Initial work under this paradigm used a region-based
interpretation model for the information fusion and
refinement process 7 . The assumption of this model is that
uniform image radiometry is produced by planar surfaces, of
specific orientations and materials. Under this assumption,
the segmentation of the monocular images into fine surface
patches of nearly homogeneous intensity will ideally result in
a segmentation delineating planar surfaces in the scene.
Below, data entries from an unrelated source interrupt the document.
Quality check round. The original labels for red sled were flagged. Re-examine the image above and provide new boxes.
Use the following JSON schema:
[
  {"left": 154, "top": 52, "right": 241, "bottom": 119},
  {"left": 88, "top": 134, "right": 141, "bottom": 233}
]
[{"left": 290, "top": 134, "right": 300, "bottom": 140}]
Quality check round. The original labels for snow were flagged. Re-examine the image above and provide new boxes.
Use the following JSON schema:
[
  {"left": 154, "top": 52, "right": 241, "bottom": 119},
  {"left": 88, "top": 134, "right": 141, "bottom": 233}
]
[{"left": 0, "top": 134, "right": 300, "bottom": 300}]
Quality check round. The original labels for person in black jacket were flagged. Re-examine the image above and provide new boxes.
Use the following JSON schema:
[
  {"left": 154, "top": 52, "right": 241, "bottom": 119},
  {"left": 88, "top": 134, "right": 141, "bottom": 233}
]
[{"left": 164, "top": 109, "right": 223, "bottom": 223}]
Having obtained segmentations of the images in which
regions of nearly homogeneous intensity are delineated, it
becomes possible to refine initial height estimates for the
scene. Since each region is assumed to correspond to a
planar surface in the scene, we can assign disparity values to
each region to produce an initial refinement of the height
estimates. This is done by histogramming the disparity
values of each region and selecting the most representative
value for the region. Figure 5 shows a smoothed image of an
industrial area in Washington, D.C. Figure 6 shows a
segmentation obtained by a recursive histogram splitting
technique 12 , and Figure 7 shows a refined S2 disparity
map 13 .
Experiments have shown that such region-based
representations of a scene provide useful models for the
refinement of height estimates. Using the fusion approach, it
becomes possible to segment the scene into building regions
based solely on disparity information. (Figure 8 shows the
building regions extracted by such an approach). Other
sources of information could be utilized at the refinement
stage to further enhance disparity data. Left/right
consistency constraints could augment the fusion model, as
well as more sophisticated models of image radiometry and
surface structure. The region-based refinement approach
could also be used to refine scene segmentations (such as
those produced by feature extraction systems). In summary,
the information fusion and refinement paradigm provides a
framework for the enhancement of height estimates and
allows for the incorporation of possibly inaccurate or
inconsistent information in a robust manner.